What is more, it has been shown that the 'magic licensing' model may be abandoned in
a more modern approach to GP. CVCV is used here to show that some problematic
licensing issues may be solved in a different way than the classic one. It has also be said
that in Spanish, there is no need to employing 'magic licensing' due to its syllable structure
which does not allow s + C structures word-initially. All the more, coda-onset groups will
not be found word-finally due to the Spanish FEN inability to license any consonant
clusters. Finally, divided constituents which are understood as two separate onsets with a
properly governed empty nucleus between them exist and are licensed both in English and
Spanish.
39
Conclusion
This thesis presents an attempt to show the behaviour of different types of consonant
clusters at word-edges in Spanish and English.
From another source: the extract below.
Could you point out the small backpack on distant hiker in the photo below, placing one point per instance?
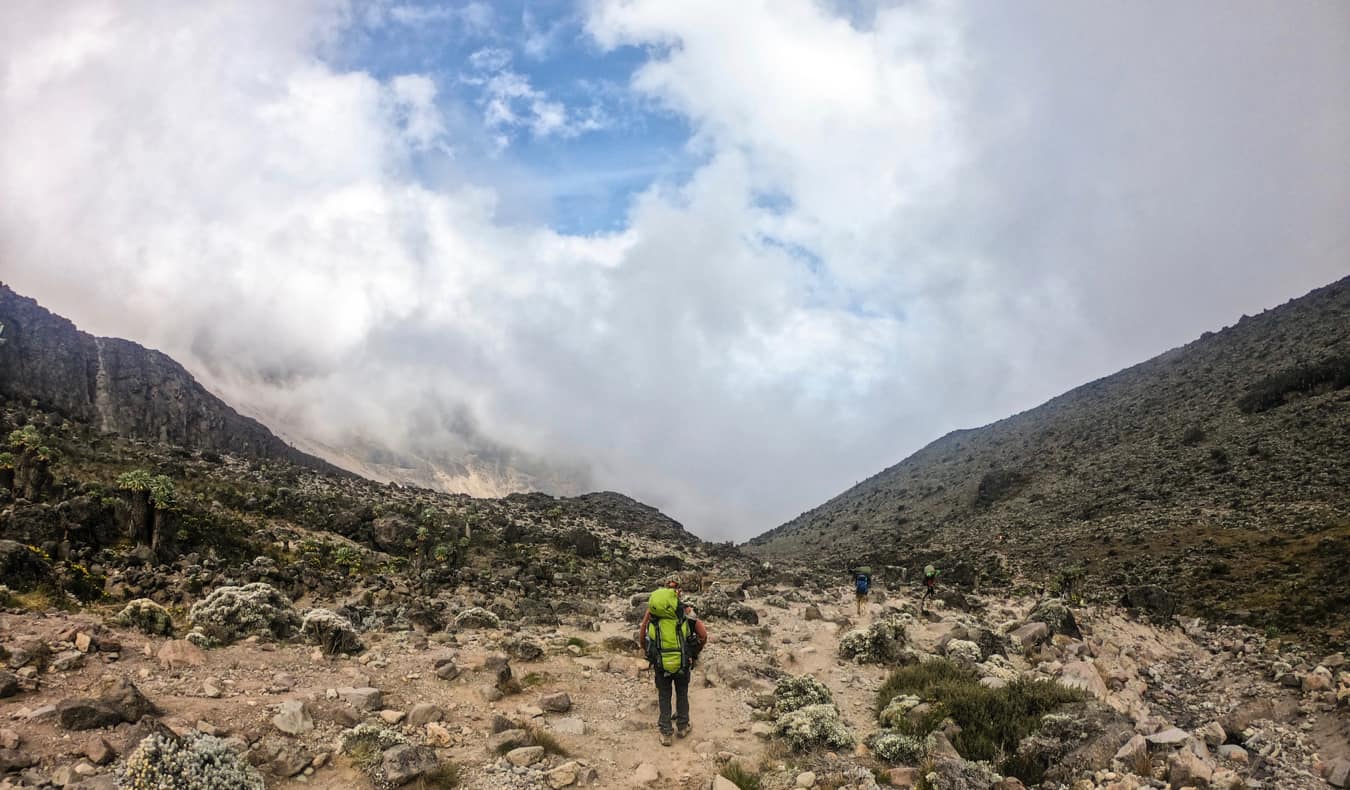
(671, 646)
First, some theoretical account on GP was
given, showing crucial pillars of this approach.
Next, the second chapter aimed to discuss the issues of the licensing of single
consonants, and consequently, consonant clusters as branching onsets in Spanish. The
Element Theory was employed in this analysis. What is more, some phonetic digressions
were also made to account for better understanding of phonological phenomena in Spanish.
As a result, we concluded that the Spanish final empty nucleus licenses only single,
unheaded coronals in word-final position.
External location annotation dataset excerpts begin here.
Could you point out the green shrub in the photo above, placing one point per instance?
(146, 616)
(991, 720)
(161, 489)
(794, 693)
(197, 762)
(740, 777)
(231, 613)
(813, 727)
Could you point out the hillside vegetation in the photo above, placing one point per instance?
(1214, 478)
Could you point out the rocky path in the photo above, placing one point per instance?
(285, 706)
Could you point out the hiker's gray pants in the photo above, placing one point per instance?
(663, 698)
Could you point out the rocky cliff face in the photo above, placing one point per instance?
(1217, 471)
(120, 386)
Chapter three provided an account of the licensing of consonant clusters in English in
comparison to Spanish. As well as in chapter two, the Element Theory was used to indicate
the complexity of English consonants. The analysis showed that English allows all possible
consonants word-initially and word-finally, with some exceptions. Subsequently, the
Elements were used to explain the possible word-initial branching onsets. As well as in
Spanish, branching onsets are too hard to be licensed by the English final empty nucleus.
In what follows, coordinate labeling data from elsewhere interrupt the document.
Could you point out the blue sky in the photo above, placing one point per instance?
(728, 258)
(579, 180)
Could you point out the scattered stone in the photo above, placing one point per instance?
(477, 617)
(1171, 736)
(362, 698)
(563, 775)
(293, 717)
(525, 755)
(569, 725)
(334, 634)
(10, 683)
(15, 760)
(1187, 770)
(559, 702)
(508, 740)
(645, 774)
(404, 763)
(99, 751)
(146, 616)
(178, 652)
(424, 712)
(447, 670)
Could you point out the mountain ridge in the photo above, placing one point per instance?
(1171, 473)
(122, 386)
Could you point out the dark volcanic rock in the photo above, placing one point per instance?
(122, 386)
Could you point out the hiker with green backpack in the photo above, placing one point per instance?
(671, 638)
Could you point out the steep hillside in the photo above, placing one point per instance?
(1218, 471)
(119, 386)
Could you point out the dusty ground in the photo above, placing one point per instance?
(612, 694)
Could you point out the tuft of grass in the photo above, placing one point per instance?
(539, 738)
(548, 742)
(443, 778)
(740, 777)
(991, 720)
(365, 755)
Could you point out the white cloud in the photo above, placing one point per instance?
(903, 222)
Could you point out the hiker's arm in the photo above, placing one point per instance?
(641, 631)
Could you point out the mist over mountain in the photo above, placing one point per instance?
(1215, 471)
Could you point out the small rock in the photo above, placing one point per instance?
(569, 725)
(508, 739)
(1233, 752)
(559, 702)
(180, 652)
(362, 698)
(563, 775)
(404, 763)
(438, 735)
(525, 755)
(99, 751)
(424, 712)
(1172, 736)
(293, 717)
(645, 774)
However, the next type of consonant clusters, coda-onset sequences, occur to be easily
licensed by the English FEN, but not by the Spanish one. The clusters with
undistinguishable sonority are licensed in both languages.
To summarise, it can be said that in some respects the licensors/governors in Spanish
and English behave in the same way, but other facts show that the English is more flexible
when it comes to the licensing of various types of consonant clusters at word-edges.
40
Podsumowanie
Celem niniejszej pracy jest przedstawienie i zanalizowanie zjawiska licencjonowania
różnych typów zbitek spółgłoskowych na obrzeżach słów w językach hiszpańskim i
angielskim. Aby osiągnąć powyższe cele, wprowadzono założenia Fonologii Rządu i jej
pochodnych. Pierwszy rozdział ma na celu zaprezentowanie i usystematyzowanie
najważniejszych zagadnień teoretycznych z dziedziny Fonologii Rządu. Są to relacje rządu
między rozgałęzionymi nagłosami i licencjonowanie zbitek poprzez końcowy pusty
ośrodek sylaby.
Rozdział drugi zajmuje się przedstawieniem licencjonowania zbitek spółgłoskowych w
języku hiszpańskim. Celem wprowadzenia, zostały przedstawione i zanalizowane
pojedyncze spółgłoski, które mogą znaleźć się na obu krańcach słowa. Następnie,
zastosowana została Teoria Elementów, która mówi, iż u podstawy wszystkich dźwięków
w różnych językach leżą te same składowe – elementy. Jako dopełnienie tej wstępnej
prezentacji i analizy, zaprezentowane zostało licencjonowanie rozgałęziających się
nagłosów. Rezultatem tej analizy było stwierdzenie, że w języku hiszpańskim, końcowy
pusty ośrodek sylaby nie jest w stanie licencjonować zbitek spółgłoskowych będących
rozgałęzionymi nagłosami.
Rozdział trzeci, ostatni, ma na celu zanalizowanie języka angielskiego pod kątem
licencjonowania i relacji rządu na krańcach słowa i porównanie go do języka
hiszpańskiego. Wnioskując z danych, okazuje się, że angielski końcowy pusty ośrodek
sylaby mimo tego, że tak samo jak hiszpański, nie radzi sobie z licencjonowaniem
rozgałęzionych nagłosów, doskonale robi to w przypadku sekwencji o malejącej
sonorności i zbitkach homorganicznych.